— Да мне не надо, вот в чем разница! Ну, это... может, и надо... как бы тебе сказать: по-моему, если не хотят, то есть препятствуют, как говорится, силы враждебные, и пускай препятствуют. Я это препятствие штурмовать не буду. Чихал я на это все, потому что я свободный! На днях по телевизору один мужик в белом пиджаке из какой-то пьесы сказал: дескать, нету правды на земле и на небе она, правда, тоже не ночевала. Руками и ногами голосую за слова золотые, хотя я сам давно понимал, что правда все же есть, только не общая правда, как, к примеру, баня или столовая, но у каждого человека она своя: у тебя своя, у Головкина своя, у меня своя, ну и тэдэ и тэпэ... Твоя правда — быть всю жизнь в неволе, потому что хочешь, чтоб было по-твоему, а хотение не сбывается, а сбывается так, как другой хочет, у которого документы получше твоих, а я к хотению стремлюсь там, где мне есть простор... Я на скользкое не пойду и в узкую щель не полезу.
— Если бы ты поддержал меня против Головкина, — с грустью в голосе сказал Михаил, — то наверняка лаву сегодня не портили бы.
Азоркин вдруг вскинул голову так, что каска свалилась, и стал вытрубливать хохот, И оборвал внезапно:
— Ты ему это... мочись в глаза, а он — божья роса! Час толкую, как лбом в забой... При чем тут лава, а? При чем тут кто кого поддерживает или сваливает? А-а! — отмахнулся досадливо. — Пошли вы... — Азоркин длинно и весело выругался. — Тебе бороться охота! Вы же, такие, нормально не живете, вам все борьбу подавай, кулаками в воздухе помахать — милое дело. Вот и маши. Или одному неловко дурость выказывать — дураков к себе вербуешь?
— Зря ты, Петр, столько слов тратишь, — вздохнул Михаил. — Я тебя не осуждаю — чего ты оправдываешься, я тебя понять хочу. Правда, говорят, суда не боится. Ты вроде весело говорил, а сам злишься, потому что ты одинокий и даже своей правде не доверяешь.
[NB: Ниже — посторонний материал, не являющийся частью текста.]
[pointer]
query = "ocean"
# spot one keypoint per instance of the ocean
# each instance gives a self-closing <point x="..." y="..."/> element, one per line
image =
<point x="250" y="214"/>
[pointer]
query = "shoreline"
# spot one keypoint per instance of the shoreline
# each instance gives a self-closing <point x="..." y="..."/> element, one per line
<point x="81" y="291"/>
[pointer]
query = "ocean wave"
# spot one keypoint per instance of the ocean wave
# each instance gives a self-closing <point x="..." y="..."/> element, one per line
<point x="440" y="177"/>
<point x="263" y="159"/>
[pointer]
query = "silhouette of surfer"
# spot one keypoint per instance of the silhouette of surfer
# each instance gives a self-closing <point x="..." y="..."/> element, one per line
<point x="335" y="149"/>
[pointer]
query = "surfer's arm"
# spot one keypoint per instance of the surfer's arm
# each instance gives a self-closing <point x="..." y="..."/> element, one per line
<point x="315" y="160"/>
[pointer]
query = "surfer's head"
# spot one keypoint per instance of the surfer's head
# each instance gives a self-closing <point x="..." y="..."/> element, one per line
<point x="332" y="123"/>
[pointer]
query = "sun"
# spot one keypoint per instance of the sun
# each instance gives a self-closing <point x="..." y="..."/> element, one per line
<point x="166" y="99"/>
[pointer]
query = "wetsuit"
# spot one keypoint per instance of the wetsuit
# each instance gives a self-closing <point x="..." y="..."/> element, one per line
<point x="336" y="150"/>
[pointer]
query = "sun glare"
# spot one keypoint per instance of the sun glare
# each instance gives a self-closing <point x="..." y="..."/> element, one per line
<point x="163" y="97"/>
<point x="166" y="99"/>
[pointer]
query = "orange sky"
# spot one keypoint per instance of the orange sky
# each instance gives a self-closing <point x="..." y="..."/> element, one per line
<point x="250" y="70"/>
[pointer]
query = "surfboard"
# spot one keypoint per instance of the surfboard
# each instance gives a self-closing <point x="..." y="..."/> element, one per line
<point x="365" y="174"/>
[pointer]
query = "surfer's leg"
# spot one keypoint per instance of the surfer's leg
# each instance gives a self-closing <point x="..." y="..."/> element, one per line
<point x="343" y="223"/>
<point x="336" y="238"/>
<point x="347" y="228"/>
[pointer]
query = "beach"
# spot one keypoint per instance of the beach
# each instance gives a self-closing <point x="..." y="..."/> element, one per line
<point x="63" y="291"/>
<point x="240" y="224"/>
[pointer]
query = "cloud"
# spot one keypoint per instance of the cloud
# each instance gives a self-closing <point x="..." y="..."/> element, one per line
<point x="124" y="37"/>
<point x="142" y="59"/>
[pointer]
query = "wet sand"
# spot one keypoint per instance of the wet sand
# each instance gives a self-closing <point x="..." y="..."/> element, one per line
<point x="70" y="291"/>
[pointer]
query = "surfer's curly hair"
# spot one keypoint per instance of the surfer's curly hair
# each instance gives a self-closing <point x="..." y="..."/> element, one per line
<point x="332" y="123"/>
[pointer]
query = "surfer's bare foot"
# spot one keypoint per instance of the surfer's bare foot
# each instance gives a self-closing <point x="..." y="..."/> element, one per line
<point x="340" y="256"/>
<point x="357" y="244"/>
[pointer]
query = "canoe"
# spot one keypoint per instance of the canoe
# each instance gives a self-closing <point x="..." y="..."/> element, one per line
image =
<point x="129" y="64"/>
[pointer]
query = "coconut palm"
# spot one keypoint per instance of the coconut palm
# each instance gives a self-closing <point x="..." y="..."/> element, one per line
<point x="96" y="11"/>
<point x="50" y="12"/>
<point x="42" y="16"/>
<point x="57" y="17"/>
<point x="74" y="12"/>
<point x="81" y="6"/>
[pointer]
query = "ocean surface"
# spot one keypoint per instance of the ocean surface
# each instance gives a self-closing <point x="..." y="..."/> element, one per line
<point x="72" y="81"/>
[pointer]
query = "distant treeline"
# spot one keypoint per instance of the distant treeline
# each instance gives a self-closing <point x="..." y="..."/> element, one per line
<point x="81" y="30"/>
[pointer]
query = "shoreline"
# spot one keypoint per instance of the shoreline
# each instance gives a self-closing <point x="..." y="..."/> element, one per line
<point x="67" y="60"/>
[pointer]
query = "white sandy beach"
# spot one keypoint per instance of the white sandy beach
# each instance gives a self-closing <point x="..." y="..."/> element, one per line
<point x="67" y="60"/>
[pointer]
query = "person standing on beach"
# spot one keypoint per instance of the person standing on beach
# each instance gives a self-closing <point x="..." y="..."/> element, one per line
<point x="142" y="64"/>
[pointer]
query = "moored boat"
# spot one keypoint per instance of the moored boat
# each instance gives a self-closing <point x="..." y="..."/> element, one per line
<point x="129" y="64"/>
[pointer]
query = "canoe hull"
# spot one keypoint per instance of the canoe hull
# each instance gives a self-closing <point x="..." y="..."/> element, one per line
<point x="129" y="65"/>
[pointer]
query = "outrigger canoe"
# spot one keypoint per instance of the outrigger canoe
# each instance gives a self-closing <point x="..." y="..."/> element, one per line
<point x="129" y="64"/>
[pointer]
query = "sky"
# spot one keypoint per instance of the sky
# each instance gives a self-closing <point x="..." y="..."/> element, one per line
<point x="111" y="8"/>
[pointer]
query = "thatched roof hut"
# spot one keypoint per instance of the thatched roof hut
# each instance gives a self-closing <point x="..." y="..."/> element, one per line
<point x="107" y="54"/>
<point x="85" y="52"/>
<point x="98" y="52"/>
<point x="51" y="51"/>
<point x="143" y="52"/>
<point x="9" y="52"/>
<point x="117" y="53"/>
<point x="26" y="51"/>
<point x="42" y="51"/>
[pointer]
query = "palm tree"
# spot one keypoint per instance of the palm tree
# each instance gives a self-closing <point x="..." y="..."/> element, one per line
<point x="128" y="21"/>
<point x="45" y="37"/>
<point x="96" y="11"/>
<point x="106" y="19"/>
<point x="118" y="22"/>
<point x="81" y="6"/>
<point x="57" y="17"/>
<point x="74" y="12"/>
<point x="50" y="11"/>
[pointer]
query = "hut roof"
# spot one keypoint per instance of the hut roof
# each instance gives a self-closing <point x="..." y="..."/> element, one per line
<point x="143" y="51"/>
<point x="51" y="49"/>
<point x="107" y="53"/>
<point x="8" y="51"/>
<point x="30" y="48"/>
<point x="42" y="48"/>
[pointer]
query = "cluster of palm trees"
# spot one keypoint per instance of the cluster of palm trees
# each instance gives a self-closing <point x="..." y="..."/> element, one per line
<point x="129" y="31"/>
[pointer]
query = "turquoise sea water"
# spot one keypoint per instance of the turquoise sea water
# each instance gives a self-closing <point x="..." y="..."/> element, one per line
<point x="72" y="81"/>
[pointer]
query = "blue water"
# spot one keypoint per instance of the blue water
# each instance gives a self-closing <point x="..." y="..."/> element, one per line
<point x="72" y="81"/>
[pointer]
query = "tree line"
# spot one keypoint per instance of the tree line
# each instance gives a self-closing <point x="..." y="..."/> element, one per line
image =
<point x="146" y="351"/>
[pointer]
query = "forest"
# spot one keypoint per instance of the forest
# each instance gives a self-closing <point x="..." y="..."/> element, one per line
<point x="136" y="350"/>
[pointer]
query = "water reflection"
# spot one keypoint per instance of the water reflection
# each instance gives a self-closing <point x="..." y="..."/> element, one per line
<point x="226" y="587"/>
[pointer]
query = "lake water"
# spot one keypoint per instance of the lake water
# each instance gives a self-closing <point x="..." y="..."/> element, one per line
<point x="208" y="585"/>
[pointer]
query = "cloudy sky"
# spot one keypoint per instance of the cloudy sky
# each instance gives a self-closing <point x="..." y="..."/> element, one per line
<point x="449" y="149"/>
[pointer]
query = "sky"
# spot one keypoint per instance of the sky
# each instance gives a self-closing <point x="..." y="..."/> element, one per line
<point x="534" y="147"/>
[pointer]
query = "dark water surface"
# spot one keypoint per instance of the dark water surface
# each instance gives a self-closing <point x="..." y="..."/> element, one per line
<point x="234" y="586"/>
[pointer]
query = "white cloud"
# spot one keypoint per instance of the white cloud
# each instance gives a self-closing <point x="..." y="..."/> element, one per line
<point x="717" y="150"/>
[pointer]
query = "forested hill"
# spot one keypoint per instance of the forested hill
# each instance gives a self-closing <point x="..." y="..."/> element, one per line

— Я самому себе доверяю. Вот тут у меня, — Азоркин ткнул себя в грудь, — все мои судьи и защитники. Я сам себе друг и брат, ни к кому претензий не имею — потому мне все одинаковы: что Головкин, что ты, что... не знаю, кто еще...
— Что фашист-палач? — подсказал Михаил.
— Не превышай меру! — нисколько не смутился Азоркин. — За превышение по затылку бьют. — Азоркин вдруг по-собачьи замер, вглядываясь в сторону верхнего выхода. — Видал? — кивнул неопределенно. — Ефим побежал по телефону орать. Глядишь, включат конвейер, испортят нам беседу... Так вот, значит, уважать некого, некого и любить... Меня жизнь делала... Все справедливо!
Конвейер завизжал, загремел скребковой цепью, проглатывая слова Азоркина и будоража нервы. Михаил, пригибаясь на ходу к уху Азоркина, прокричал:
— Не дай бог, прижмет хвост, тогда и поглядим, кого уважать, кого любить станешь...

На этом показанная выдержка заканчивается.